Rana Navpreet, Gosain Rohit, Lemini Riccardo, Wang Chong, Gabriel Emmanuel, Mohammed Turab, Siromoni Beas, Mukherjee Sarbajit
Department of Medicine, University at Buffalo School of Medicine, Buffalo, NY 14263, USA.
Division of Hematology & Oncology, Roswell Park Comprehensive Cancer Center, University at Buffalo School of Medicine, Buffalo, NY 14263, USA.
Cancers (Basel). 2020 Jan 9;12(1):157. doi: 10.3390/cancers12010157.
Gastric cancer is one of the leading causes of cancer-related mortality worldwide, accounting for 8.2% of cancer-related deaths. The purpose of this study was to investigate the geographic and sociodemographic disparities in gastric adenocarcinoma patients.

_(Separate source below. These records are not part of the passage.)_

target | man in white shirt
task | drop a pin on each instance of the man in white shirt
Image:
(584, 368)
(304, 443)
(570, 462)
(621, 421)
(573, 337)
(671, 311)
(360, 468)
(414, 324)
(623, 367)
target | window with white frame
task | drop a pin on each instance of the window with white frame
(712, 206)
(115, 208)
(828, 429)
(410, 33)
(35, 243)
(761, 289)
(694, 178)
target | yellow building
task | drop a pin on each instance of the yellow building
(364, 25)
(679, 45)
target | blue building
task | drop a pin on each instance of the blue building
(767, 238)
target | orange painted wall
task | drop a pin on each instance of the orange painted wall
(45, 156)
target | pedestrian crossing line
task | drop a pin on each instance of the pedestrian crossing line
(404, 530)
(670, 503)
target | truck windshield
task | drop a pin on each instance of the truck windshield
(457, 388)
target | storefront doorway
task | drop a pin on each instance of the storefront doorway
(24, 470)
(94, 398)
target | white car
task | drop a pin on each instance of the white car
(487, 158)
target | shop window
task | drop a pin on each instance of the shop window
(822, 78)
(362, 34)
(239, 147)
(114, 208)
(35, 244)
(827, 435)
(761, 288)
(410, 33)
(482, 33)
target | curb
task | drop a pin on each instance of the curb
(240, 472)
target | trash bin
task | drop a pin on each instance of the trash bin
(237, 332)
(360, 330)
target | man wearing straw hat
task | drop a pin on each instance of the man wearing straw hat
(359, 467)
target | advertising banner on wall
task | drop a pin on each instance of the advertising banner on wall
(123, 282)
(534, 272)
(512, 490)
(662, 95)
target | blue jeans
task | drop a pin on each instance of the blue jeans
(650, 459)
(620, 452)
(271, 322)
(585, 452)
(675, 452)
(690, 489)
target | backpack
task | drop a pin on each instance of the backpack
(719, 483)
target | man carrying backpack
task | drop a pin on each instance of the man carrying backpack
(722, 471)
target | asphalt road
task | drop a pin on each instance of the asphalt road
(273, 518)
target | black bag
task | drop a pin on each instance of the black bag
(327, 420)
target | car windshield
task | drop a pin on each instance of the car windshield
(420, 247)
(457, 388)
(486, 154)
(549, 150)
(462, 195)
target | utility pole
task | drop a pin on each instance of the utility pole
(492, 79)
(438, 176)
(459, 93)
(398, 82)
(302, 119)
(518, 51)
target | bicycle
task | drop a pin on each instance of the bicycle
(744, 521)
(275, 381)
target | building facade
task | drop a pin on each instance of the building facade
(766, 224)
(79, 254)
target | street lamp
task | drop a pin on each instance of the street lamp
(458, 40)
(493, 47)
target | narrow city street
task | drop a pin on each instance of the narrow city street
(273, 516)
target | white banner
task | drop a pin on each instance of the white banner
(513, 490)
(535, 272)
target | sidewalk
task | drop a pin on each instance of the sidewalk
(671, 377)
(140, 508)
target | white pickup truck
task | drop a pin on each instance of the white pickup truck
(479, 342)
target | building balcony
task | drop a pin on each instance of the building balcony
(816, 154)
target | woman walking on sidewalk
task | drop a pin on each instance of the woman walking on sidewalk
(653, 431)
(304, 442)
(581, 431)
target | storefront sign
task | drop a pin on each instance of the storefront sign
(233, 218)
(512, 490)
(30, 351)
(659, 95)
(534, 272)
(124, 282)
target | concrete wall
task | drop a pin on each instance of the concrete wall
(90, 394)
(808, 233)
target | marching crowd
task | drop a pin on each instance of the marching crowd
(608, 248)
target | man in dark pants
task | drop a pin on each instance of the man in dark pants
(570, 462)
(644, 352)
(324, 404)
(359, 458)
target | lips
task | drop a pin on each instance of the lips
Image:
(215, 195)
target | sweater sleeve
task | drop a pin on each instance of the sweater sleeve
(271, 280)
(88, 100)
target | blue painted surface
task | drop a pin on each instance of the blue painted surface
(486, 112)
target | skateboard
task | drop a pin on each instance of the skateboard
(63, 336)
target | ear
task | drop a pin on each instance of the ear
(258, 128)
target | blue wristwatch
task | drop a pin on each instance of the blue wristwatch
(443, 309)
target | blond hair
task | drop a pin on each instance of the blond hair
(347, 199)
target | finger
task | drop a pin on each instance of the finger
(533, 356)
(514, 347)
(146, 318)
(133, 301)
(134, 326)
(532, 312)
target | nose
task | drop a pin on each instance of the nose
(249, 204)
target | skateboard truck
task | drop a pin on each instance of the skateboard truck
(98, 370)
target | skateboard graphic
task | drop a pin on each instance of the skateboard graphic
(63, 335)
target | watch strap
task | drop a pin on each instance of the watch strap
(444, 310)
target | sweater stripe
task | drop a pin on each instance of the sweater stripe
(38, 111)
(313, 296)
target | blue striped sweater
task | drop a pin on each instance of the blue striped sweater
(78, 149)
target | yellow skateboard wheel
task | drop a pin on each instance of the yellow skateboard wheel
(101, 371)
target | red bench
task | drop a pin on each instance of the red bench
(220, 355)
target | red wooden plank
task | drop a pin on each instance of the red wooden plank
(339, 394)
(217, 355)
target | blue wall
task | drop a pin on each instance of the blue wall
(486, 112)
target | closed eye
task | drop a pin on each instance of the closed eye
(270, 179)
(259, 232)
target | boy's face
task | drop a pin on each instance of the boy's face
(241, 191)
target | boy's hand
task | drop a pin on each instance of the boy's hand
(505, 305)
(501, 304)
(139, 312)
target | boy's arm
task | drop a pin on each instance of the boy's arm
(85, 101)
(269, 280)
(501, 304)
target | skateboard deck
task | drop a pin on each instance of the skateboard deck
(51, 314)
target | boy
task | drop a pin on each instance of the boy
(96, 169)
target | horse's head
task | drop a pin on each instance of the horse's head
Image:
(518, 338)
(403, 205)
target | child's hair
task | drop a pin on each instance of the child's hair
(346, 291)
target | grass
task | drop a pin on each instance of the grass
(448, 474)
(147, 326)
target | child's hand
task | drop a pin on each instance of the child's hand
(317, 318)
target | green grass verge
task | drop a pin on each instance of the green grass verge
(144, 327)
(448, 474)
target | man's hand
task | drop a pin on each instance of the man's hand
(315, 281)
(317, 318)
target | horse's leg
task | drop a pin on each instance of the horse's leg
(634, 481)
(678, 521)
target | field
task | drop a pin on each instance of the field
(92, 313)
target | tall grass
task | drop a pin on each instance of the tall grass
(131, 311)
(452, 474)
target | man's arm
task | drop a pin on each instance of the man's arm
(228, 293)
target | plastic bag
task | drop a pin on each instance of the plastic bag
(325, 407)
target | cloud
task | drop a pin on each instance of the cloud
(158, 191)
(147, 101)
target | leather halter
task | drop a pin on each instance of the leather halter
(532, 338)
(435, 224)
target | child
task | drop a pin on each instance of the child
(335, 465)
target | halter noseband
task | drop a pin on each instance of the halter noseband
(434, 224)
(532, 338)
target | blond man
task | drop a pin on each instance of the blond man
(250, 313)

We conducted a retrospective study in gastric adenocarcinoma patients between 2004 and 2013. Data were obtained from the National Cancer Data Base (NCDB). Univariate and multivariable analyses were performed to evaluate overall survival (OS). Socio-demographic factors, including the location of residence [metro area (MA) or rural area (RA)], gender, race, insurance status, and marital status, were analyzed.
A total of 88,246 [RA, N = 12,365; MA, N = 75,881] patients were included. Univariate and multivariable analysis showed that RA had worse OS (univariate HR = 1.08, < 0.01; multivariate HR = 1.04; < 0.01) compared to MA. When comparing different racial backgrounds, Native American and African American populations had poorer OS when compared to the white population; however, Asian patients had a better OS (multivariable HR = 0.68, < 0.01). From a quality of care standpoint, MA patients had fewer median days to surgery (28 vs. 33; < 0.01) with fewer positive margins (6.3% vs. 6.9%; < 0.01) when compared to RA patients. When comparing the extent of lymph node dissection, 19.6% of MA patients underwent an extensive dissection (more than or equal to 15 lymph nodes) in comparison to 18.7% patients in RA ( = 0.03).
This study identifies socio-demographic disparities in gastric adenocarcinoma. Future health policy initiatives should focus on equitable allocation of resources to improve the outcomes.
胃癌是全球癌症相关死亡的主要原因之一,占癌症相关死亡的8.2%。本研究的目的是调查胃腺癌患者的地理和社会人口统计学差异。
我们对2004年至2013年间的胃腺癌患者进行了一项回顾性研究。数据来自国家癌症数据库(NCDB)。进行单变量和多变量分析以评估总生存期(OS)。分析了社会人口统计学因素,包括居住地点[都市地区(MA)或农村地区(RA)]、性别、种族、保险状况和婚姻状况。
共纳入88246例患者[RA组,N = 12365;MA组,N = 75881]。单变量和多变量分析显示,与MA组相比,RA组的总生存期较差(单变量HR = 1.08,<0.01;多变量HR = 1.04;<0.01)。在比较不同种族背景时,与白人相比,美国原住民和非裔美国人的总生存期较差;然而,亚洲患者的总生存期较好(多变量HR = 0.68,<0.01)。从医疗质量的角度来看,与RA组患者相比,MA组患者手术的中位天数更少(28天对33天;<0.01),切缘阳性率更低(6.3%对6.9%;<0.01)。在比较淋巴结清扫范围时,19.6%的MA组患者接受了广泛清扫(15个或更多淋巴结),而RA组为18.7%(P = 0.03)。
本研究确定了胃腺癌患者的社会人口统计学差异。未来的卫生政策举措应侧重于资源的公平分配,以改善治疗结果。